In the last few weeks, waves of protests in Iraq has seen the deaths of some 325 individuals and injuries to thousands more. Citing police and hospital sources, Reuters reported that police have killed protesters using live ammunition and also fatally fired tear gas canisters at people’s heads.
According to Al Jazeera, another three individuals were killed on Friday and at least 27 were injured.
Massoud Shadjareh, founder of the Islamic Human Rights Commission, joined Radio Sputnik’s Loud and Clear on Friday to provide his thoughts on why demonstrations are taking a turn for the worse.
Shadjareh told hosts Brian Becker and John Kiriakou that while there appeared to be hope and room for demonstrators voices to be heard by the government in the beginning of the protests, “demands are changing” and “the whole nature of the demonstrations [is] changing.”
Initially, demonstrators were rallying around the common goal of ridding the Iraqi government of “corruption,” highlighting officials’ “failure [to] look after everyone” and creating “an infrastructure that was supportive of the people,” he explained.
In addition to protestors having a common goal, strides were made to change the Iraqi government earlier this month when Prime Minister Adel Abdul Mahdi pledged to step down after his successor was named.
Shadjareh pointed out that Grand Ayatollah Ali al-Sistani, Iraq’s head Shia cleric, also recently expressed support for the protesters as said that “new faces” were necessary to restore the public’s trust in the government.
"If those in power think they can evade dealing with real reform by procrastination, they are mistaken," the Shia leader said on November 15, as reported by Al Jazeera. "What comes after the protests is not the same as before, so be careful."
This formerly cohesive message has now become skewed, and according to Shadjareh, larger, more complex issues such as sectarianism are being pushed as primary issues by select groups of demonstrators.

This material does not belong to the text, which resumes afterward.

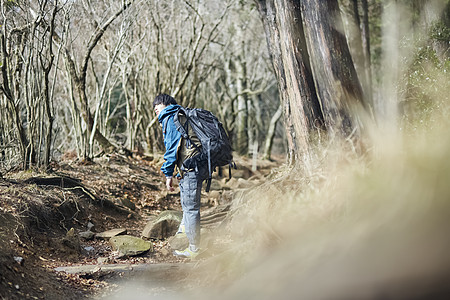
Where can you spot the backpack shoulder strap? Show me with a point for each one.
(178, 124)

“We need to recognize that there are interests in Iraq,” Shadjareh asserted. “Those interests are going to be … pushed on the back of these genuine concerns of the Iraqis, and there will be manipulation.”
However, he argued, it is essential to remember that the problem with Iraq, in addition to Daesh and the lack of military assistance, “was the invasion” by the US in 2003. “The whole of the infrastructure of Iraq was shattered,” Shadjareh said. “Iraq had to rebuild” with the help of Iran, and now, Tehran's positive relationship with Baghdad is being reframed by “colonial powers” as a malign influence.